One note though: I'm not sure how much time we should spend on optimizing the "advanced" processor. I think it's unlikely that we can get it down to a reasonable performance level without changing up the processing. It's probably a better idea to look into how we can make the basic processing more robust/improve it.

I agree. I think I'm done with the optimizations for this PR, and further ones will probably investigate other modules. One thing I do really need to do is look at the math and algorithms used to see what I can do to the basic processing.

@qzed There is one other thing I see without changing up the processing. 5%+ is spent on priority_queue and vector, so maybe 5% could have been gained by changing those to be based on something like boost::static_vector. They could have been made fixed instead of dynamically allocated, but it would have taken me some time to debug heapifying up and down if I had to implement that myself. Furthermore, I'm considering something else instead.

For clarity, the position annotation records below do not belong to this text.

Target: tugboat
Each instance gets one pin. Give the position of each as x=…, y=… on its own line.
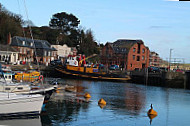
x=76, y=66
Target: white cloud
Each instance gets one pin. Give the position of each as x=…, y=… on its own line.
x=171, y=0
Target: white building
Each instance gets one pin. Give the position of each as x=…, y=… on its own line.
x=8, y=54
x=63, y=50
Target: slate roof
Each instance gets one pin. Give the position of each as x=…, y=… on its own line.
x=123, y=45
x=38, y=44
x=7, y=48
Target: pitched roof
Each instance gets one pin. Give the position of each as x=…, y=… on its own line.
x=27, y=42
x=124, y=45
x=7, y=48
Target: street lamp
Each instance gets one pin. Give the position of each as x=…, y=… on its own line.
x=170, y=58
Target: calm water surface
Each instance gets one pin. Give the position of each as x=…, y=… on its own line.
x=127, y=104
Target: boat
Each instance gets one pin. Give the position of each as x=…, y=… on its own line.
x=7, y=73
x=77, y=67
x=35, y=87
x=28, y=76
x=33, y=120
x=12, y=104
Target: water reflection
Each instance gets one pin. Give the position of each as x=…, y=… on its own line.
x=123, y=98
x=64, y=107
x=127, y=104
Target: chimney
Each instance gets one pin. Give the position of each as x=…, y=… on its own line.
x=9, y=39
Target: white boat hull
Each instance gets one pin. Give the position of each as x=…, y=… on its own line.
x=12, y=104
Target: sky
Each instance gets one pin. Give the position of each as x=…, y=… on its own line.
x=161, y=24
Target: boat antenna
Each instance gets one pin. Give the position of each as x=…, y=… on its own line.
x=30, y=29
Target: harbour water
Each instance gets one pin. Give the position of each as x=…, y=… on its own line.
x=127, y=104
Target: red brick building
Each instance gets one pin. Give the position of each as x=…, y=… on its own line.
x=128, y=54
x=154, y=59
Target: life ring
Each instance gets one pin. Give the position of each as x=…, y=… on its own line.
x=41, y=77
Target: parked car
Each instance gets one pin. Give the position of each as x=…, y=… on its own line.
x=114, y=67
x=153, y=69
x=179, y=70
x=163, y=69
x=56, y=62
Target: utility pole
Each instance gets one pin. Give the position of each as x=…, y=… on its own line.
x=170, y=58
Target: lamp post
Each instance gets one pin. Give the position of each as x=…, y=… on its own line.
x=170, y=58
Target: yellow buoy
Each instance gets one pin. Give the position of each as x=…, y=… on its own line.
x=87, y=95
x=102, y=105
x=152, y=112
x=102, y=101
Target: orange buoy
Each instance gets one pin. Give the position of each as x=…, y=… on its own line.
x=102, y=101
x=102, y=105
x=152, y=111
x=87, y=95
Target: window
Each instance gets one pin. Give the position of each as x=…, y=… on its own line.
x=143, y=51
x=142, y=57
x=133, y=57
x=44, y=53
x=7, y=88
x=134, y=49
x=138, y=58
x=20, y=88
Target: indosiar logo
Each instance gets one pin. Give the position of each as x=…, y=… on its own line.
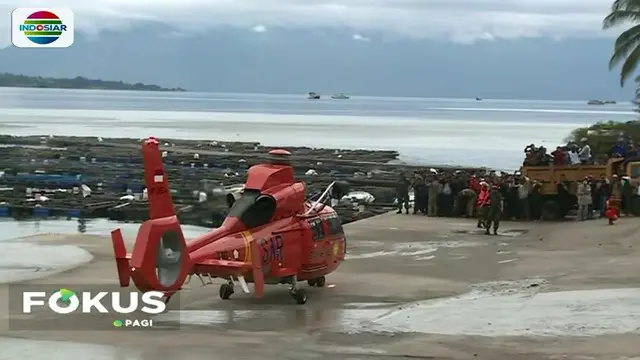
x=33, y=27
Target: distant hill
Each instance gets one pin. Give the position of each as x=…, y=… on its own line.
x=79, y=82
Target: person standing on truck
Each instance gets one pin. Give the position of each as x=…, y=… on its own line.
x=494, y=210
x=584, y=199
x=585, y=152
x=559, y=157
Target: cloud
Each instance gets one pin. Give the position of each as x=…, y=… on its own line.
x=457, y=20
x=259, y=28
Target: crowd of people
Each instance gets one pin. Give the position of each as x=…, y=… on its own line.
x=491, y=197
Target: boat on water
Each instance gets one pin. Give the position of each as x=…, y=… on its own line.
x=600, y=102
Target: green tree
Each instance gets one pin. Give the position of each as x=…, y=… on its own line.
x=627, y=45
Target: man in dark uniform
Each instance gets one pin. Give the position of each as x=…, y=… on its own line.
x=494, y=211
x=419, y=188
x=402, y=189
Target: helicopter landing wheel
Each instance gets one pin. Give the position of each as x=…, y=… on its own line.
x=226, y=291
x=300, y=296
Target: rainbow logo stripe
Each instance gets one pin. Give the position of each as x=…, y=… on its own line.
x=43, y=27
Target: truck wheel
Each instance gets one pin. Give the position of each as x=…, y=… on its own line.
x=550, y=210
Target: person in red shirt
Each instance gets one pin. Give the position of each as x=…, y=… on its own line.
x=482, y=203
x=559, y=156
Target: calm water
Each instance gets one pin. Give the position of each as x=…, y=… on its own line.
x=426, y=131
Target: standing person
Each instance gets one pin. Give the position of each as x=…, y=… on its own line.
x=482, y=204
x=418, y=193
x=402, y=189
x=468, y=200
x=584, y=199
x=524, y=188
x=434, y=191
x=603, y=192
x=446, y=195
x=495, y=210
x=627, y=195
x=585, y=152
x=615, y=199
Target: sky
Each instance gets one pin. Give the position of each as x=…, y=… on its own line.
x=457, y=20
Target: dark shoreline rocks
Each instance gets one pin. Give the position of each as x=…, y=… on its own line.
x=112, y=168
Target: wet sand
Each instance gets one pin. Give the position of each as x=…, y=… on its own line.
x=412, y=287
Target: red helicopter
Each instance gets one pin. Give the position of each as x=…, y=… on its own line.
x=271, y=235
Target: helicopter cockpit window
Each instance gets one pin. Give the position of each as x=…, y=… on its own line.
x=253, y=209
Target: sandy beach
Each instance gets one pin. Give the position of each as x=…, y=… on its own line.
x=412, y=287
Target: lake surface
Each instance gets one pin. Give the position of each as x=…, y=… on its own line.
x=425, y=131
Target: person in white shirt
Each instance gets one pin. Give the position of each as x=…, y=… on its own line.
x=584, y=200
x=585, y=152
x=573, y=157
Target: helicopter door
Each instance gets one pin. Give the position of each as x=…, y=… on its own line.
x=318, y=249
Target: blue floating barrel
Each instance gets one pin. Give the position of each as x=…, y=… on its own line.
x=41, y=212
x=73, y=213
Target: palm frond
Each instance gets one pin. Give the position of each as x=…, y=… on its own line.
x=630, y=64
x=619, y=17
x=625, y=5
x=625, y=44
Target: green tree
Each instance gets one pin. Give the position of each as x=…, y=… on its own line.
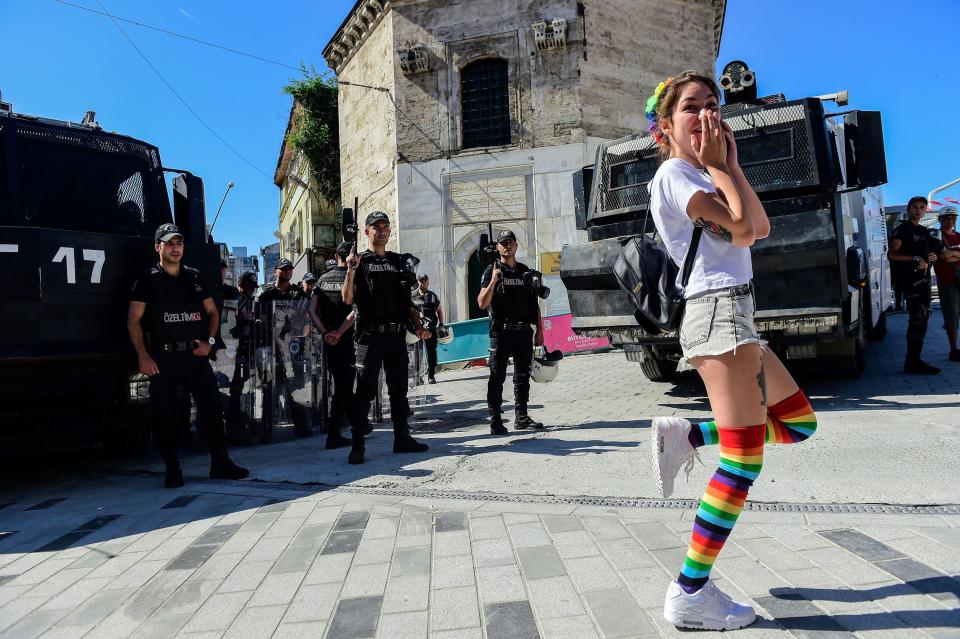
x=315, y=130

My algorithms I wrote a few years ago were written in a certain way. It's more or less just the same as the basic detector, and like it, its output has quality problems. It was very fast though (but I read about a faster algorithm for one of its parts). Part of the reason it was so fast is that it was originally written for the GPU. This makes it branchless, preallocated, cache-friendly, aligned, vectorizable, and constant-time. I might investigate whether making other modules have these characteristics will improve them.

StollD commented 1 year ago

Thank you!

qzed commented 1 year ago

There is one other thing I see without changing up the processing. 5%+ is spent on priority_queue and vector, so maybe 5% could have been gained by changing those to be based on something like boost::static_vector. They could have been made fixed instead of dynamically allocated, but it would have taken me some time to debug heapifying up and down if I had to implement that myself.

I think the allocations should only happen sparingly and less so as time goes on: All dynamic data structures are preallocated in the constructor. After that, reallocation is only required if they grow out of these initial bounds. Nothing gets deallocated/reduced in size, so at some point there shouldn't really be any new allocations. It's possible that increasing the initially reserved memory helps, I've chosen those values mostly by what seems right and didn't do any testing.